Revision as of 05:05, 10 April 2006

I think i'm on the right track. Seems there is some scope or nesting problem. I have successfully created a prototype movie clip but it will not show on the stage.--Rob 14:49, 10 Apr 2006 (NZST)

You can't create a movieclip as a child of a non-movieclip because createEmptyMovieClip is only a method of the MovieClip class. So you can't make a new movieclip with new(), it has to be one of the movieclips own methods.
But the movieclip object does come with a method to inherit from other objects which is the registerClass method, but you have to associate it with another movieclip object or it will no longer be one itself (although, you could use a normal object if it inherited the movieclip properties with obj.prototype=new movieclip). --Nad 15:07, 10 Apr 2006 (NZST)
You can side-step all these complex methods but still use prototypes by just having the movieclip as a property of the object (like object.swf), but the movieclip itself could be created in _root or whatever by your prototype's constructor, but just a ref to it is in your object's swf property. eg...

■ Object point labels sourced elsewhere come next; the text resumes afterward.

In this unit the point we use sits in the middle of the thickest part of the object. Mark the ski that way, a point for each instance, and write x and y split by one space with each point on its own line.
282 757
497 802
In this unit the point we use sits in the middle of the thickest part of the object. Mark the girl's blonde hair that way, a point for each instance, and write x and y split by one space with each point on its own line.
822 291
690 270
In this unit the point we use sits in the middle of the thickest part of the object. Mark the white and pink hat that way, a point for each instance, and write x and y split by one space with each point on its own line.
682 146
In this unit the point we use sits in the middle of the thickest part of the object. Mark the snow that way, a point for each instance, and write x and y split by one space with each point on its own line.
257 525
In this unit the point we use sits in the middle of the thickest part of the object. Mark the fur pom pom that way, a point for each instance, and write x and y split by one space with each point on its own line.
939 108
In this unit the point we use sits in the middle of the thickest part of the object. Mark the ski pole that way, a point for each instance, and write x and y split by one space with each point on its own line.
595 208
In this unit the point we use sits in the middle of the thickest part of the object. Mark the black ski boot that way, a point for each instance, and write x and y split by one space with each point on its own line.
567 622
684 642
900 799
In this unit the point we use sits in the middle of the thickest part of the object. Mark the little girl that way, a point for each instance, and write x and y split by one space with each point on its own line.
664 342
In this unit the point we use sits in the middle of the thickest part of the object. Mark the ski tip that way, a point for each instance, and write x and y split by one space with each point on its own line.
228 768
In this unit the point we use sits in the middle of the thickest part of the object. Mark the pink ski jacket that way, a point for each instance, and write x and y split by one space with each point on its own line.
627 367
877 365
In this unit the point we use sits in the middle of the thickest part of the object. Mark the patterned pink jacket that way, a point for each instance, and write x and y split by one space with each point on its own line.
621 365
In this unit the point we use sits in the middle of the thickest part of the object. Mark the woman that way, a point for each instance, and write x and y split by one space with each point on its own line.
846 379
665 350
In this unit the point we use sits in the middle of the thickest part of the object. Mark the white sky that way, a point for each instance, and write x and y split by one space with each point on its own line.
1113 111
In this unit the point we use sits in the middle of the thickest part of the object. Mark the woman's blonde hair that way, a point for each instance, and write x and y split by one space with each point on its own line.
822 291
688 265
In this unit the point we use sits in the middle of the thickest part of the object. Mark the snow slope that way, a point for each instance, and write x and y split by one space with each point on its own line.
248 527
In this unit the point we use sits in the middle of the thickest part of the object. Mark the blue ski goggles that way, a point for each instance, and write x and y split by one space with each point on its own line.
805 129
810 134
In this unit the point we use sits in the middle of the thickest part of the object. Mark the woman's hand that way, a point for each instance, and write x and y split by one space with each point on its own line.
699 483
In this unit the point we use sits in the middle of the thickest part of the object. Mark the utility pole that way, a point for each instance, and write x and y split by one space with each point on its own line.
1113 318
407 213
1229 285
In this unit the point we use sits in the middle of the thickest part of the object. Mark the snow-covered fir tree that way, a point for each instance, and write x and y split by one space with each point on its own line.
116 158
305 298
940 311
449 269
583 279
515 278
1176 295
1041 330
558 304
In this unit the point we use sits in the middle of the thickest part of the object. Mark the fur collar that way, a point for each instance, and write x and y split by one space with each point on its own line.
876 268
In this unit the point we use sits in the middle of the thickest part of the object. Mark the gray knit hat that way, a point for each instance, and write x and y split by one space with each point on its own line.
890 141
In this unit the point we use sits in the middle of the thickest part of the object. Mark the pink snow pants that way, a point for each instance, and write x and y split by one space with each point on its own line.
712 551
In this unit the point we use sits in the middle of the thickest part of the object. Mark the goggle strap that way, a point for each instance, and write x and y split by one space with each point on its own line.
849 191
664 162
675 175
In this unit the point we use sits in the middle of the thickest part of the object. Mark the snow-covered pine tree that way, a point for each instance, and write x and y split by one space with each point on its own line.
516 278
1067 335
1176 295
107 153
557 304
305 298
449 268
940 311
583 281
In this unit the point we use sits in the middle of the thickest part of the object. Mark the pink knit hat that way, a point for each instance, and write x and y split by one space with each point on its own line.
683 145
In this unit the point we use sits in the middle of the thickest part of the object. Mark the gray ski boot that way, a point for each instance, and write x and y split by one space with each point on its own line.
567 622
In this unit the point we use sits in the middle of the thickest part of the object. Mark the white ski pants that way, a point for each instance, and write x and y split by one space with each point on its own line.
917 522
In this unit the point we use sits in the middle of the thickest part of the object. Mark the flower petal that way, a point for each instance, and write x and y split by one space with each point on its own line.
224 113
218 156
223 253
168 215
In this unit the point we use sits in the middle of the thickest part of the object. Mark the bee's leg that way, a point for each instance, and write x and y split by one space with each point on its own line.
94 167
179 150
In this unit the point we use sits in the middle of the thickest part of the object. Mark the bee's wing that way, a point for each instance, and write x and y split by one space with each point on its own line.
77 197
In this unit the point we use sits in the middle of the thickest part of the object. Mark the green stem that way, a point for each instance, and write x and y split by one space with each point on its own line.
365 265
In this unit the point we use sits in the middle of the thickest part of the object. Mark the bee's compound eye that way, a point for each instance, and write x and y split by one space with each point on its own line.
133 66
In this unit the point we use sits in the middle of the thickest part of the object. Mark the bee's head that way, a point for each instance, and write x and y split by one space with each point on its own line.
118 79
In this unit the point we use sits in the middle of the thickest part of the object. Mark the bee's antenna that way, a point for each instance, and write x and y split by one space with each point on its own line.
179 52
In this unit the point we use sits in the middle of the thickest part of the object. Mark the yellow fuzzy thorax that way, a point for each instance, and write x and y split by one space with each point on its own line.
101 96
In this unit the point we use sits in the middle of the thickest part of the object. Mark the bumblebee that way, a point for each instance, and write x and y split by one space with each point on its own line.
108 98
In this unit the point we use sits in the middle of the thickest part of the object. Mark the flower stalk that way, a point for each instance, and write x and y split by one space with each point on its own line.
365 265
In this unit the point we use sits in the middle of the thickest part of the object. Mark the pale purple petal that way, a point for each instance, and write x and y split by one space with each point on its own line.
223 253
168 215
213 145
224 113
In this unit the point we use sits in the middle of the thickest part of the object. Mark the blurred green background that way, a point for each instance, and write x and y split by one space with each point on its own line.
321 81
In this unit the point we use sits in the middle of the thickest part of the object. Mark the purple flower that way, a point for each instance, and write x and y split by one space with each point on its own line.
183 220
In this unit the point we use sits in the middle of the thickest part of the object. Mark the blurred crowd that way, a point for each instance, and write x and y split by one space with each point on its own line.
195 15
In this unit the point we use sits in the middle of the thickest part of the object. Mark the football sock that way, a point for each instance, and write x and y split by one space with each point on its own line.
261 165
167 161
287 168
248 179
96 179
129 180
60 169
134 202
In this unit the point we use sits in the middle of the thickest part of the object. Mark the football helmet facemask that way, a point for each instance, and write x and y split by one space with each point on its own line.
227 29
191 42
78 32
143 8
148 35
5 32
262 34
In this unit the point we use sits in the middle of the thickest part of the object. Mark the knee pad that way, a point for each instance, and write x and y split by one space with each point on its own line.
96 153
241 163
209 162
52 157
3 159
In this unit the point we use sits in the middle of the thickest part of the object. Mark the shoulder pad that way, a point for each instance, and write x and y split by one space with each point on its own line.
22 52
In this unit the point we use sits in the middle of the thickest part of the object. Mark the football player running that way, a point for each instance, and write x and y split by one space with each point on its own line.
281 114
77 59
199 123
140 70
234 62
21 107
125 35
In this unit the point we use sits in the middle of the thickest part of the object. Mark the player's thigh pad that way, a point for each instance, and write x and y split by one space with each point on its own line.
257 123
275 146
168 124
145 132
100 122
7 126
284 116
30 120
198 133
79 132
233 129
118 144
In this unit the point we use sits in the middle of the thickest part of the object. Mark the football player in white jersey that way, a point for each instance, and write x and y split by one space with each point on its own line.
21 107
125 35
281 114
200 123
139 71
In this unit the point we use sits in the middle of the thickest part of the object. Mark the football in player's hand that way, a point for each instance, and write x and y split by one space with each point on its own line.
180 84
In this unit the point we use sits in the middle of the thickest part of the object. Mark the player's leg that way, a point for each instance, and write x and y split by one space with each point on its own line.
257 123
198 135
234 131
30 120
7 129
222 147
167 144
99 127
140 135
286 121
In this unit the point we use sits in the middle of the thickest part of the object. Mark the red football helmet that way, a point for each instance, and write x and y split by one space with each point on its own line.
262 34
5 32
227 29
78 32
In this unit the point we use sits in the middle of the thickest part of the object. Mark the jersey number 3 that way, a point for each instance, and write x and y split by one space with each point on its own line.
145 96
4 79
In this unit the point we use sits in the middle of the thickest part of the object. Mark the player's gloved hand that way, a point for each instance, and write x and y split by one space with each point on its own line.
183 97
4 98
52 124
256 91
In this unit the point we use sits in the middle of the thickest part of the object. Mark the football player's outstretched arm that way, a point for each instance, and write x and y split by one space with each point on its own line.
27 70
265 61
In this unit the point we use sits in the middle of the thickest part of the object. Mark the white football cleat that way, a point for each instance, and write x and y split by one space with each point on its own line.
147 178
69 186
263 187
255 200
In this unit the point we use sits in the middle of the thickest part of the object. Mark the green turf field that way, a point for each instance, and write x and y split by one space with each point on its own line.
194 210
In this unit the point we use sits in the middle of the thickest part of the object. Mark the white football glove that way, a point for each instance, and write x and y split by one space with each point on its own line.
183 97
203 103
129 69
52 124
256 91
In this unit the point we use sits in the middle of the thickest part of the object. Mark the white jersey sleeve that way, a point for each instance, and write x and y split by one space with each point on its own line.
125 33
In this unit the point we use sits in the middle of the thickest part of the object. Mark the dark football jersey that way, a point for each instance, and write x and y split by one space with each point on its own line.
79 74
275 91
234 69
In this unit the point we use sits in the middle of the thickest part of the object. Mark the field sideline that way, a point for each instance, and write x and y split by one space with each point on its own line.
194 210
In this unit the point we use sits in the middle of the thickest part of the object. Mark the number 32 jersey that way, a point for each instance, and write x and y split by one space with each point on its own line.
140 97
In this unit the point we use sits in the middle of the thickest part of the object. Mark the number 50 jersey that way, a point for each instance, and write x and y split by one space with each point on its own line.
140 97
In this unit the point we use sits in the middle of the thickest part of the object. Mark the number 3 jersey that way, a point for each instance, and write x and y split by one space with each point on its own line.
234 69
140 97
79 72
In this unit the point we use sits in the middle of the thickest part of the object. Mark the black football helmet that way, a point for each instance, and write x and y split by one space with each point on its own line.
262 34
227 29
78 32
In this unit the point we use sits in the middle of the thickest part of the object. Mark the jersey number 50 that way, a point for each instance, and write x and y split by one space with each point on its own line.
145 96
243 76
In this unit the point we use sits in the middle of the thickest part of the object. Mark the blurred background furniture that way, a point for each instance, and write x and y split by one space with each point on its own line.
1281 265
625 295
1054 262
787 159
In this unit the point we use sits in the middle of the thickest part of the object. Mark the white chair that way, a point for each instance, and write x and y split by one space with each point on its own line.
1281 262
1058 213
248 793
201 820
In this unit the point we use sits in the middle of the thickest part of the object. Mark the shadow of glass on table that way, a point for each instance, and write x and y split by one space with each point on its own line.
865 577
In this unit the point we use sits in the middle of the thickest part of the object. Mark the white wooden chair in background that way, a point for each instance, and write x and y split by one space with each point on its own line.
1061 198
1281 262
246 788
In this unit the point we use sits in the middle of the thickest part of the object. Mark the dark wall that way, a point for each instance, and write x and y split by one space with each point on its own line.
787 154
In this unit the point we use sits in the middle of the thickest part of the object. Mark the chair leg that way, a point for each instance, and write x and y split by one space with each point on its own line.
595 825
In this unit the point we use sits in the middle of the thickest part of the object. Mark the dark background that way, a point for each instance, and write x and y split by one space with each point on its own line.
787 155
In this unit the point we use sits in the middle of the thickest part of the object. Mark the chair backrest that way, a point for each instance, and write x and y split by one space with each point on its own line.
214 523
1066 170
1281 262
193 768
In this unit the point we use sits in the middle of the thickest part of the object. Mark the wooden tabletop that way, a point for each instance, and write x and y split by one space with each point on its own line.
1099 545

    function myProtoConstructor( parentMovieClip, layer ) {
        var name = 'swf'+layer; // involving layer makes a unique name within the parent context
        parentMovieClip.createEmptyMovieClip( name, layer ); // give it a unique name
        this.swf = parent[name];
        }
then when you go (eg.) something = new myProtoConstructor( _root, 100 )you use something like a normal object, and adjust its corresponding movieclip via its swf property, eg. something.swf._alpha = 50.